Professor of Politics & Gender
Royal Holloway, University of London
At a presentation of my The Good Parliament Report to undergraduate UK Parliamentary Studies students at the University of Manchester in 2017, I was robustly asked by a female student why, under Recommendation 38 and alongside a defence of ‘Lady Members rooms’, had I stated that ‘the House should ensure that the hairdressing salon is maintained’. In so doing, she argued, wasn’t I reinforcing the sexist standard that judges women for what they look like, over what they say and do? Wasn’t I – who was supposed to be challenging and breaking down unfair gendered expectations of women MPs – calling for the very provision of parliamentary facilities that reproduce gender hierarchies? Had the student read onto – and read into – the next sentence, she might have been more critical still: ‘In the absence of a reform of parliamentary hours, the provision of additional facilities on the estate might also be considered’. Hidden behind what was a purposefully opaque statement, was my sympathy for the provision of a nailbar and dry-cleaning service in addition to the hairdressers.

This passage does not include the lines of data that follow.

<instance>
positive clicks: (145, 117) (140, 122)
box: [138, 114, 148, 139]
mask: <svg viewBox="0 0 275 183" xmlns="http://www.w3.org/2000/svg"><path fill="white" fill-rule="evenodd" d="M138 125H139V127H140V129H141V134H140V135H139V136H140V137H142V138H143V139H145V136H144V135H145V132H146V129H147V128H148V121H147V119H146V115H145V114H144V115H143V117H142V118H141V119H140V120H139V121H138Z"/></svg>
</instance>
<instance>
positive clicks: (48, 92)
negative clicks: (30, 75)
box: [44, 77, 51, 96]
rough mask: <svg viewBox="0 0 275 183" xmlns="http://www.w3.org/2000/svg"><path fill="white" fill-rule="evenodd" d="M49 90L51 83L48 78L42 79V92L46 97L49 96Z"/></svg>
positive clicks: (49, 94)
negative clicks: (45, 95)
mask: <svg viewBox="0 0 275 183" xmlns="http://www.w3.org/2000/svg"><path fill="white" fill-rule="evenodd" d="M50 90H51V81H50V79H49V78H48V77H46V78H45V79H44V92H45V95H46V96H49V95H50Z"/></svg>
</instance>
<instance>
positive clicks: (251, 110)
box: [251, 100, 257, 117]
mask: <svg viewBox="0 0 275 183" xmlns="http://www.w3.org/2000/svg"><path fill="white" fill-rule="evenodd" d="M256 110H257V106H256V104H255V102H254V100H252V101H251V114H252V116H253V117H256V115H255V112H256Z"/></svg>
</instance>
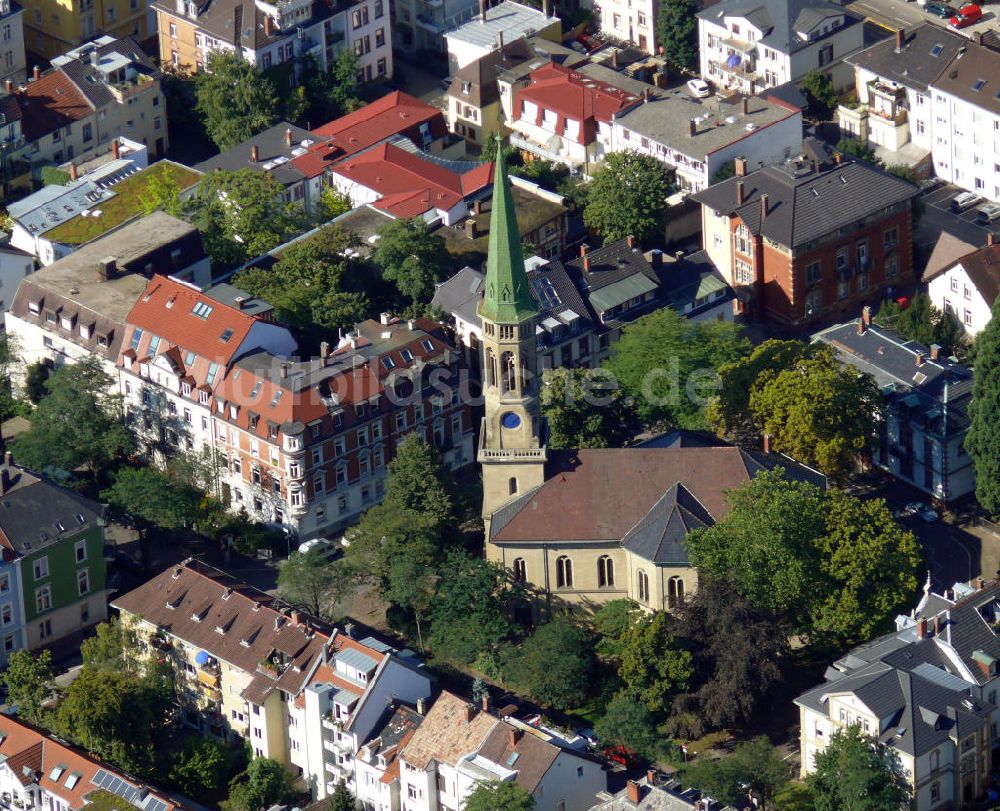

The Good Parliament (TGP) Report was never going to be a fantasy feminist report. It was always designed to be implementable, with recommendations that were realizable in the medium term. A shopping bag of 43, unranked recommendations were handed over to the Speaker, and the Commons Reference Group on Representation and Inclusion that he established and which I advised. Amongst and underpinning TGP’s recommendations, was a reconsideration of what the woman MP – and also the mother MP – might need from her Parliament, and a reflection upon what the Westminster Estate does and might provide, not least during and post R&R (restoration and renewal). It silences speak to what was too fantastical (too political) to ask for. This paper lays bare my reasoning for TGP’s recommendations which speak to aspects of parliamentary infrastructure – of buildings and of services; it offers a justification rooted in a reading of UK parliamentary politics where women remain the ‘female-politician-pretender’ and men, the ‘male-politician-norm’, and of parliaments as Houses for men, and only belatedly for (some) women.